The committee adopted a draft recommendation for second reading with amendments.
The Council's common position did not reflect all of Parliament's wishes, particularly from the point of view of labelling. The committee therefore adopted a series of amendments to reflect its concerns, especially as regards the protection of consumers' interests.
Mrs Dagmar ROTH-BEHRENDT stated that the consumer's right to clear and unrestricted information should be guaranteed, particularly where genetically modified organisms had been used. The consumer should know that the food did not present any danger. That is why there had been many requests to ensure that foods or food ingredients constituting a potential health risk had first of all undergone a public authorisation procedure before being allowed on the market.
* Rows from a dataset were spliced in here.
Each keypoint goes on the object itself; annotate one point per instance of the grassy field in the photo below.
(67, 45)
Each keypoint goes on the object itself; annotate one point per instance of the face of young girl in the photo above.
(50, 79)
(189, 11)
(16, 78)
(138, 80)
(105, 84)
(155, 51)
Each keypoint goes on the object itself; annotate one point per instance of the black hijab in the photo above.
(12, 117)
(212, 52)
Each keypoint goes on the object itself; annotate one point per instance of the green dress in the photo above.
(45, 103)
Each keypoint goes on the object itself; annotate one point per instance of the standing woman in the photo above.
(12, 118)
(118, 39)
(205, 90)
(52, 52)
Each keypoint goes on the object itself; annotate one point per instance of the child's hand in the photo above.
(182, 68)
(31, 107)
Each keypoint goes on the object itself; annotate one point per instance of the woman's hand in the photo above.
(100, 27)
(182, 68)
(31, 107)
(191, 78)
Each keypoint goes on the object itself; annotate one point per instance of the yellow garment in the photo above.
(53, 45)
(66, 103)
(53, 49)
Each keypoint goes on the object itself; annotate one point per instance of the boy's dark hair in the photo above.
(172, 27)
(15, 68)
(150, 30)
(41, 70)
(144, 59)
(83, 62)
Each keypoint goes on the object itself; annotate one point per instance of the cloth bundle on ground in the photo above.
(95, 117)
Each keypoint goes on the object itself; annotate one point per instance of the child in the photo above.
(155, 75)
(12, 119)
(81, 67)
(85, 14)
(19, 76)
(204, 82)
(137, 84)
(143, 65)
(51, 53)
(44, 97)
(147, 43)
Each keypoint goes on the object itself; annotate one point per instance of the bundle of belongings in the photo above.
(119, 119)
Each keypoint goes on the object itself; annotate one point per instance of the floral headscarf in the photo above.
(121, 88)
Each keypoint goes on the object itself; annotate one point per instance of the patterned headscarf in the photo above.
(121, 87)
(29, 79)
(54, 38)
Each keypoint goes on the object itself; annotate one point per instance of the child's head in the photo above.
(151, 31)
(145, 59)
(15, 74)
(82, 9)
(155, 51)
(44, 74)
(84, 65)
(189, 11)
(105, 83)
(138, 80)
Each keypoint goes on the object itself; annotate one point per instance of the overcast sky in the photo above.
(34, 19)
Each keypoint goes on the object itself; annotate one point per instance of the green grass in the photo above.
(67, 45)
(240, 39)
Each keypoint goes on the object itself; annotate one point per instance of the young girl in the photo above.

The committee was well aware of the desire to prevent needless administrative burdens, however it wished to extend the scope of the regulation to cover more fields than provided for by the Council.
The safety of a product did not depend only on the product as such, but also on the production processes involved. Therefore, new authorisation should be obligatory in the case of significant changes in the production process.
The reference in the common position (Article 1(2a)) concerning the inclusion of food consisting of genetically modified organisms within the meaning of Directive 90/220/EEC considerably restricted the scope of the regulation since the legal definition of a genetically modified organism in the directive only covered organisms that could reproduce (such as tomatoes) and excluded organisms that could not reproduce (such as ketchup made from tomatoes). However, the general term "genetically modified organisms" as used by the committee applied to both organisms that could reproduce and those that could not. Thus, according to the term used by the committee, genetically modified baker's yeast came under the scope of the regulation, whilst if the wording in the common position was maintained, it would be excluded.
According to Mrs ROTH-BEHRENDT's explanatory statement, it was not advisable to apply two different assessment and authorisation procedures, one of which was simplified and the other more complicated. The Council wished the simplified method to be applied to products which, although genetically modified during processing, were in the end substantially equivalent to existing foods. One example of this was sugar, which could be produced by traditional growing methods or through genetic engineering.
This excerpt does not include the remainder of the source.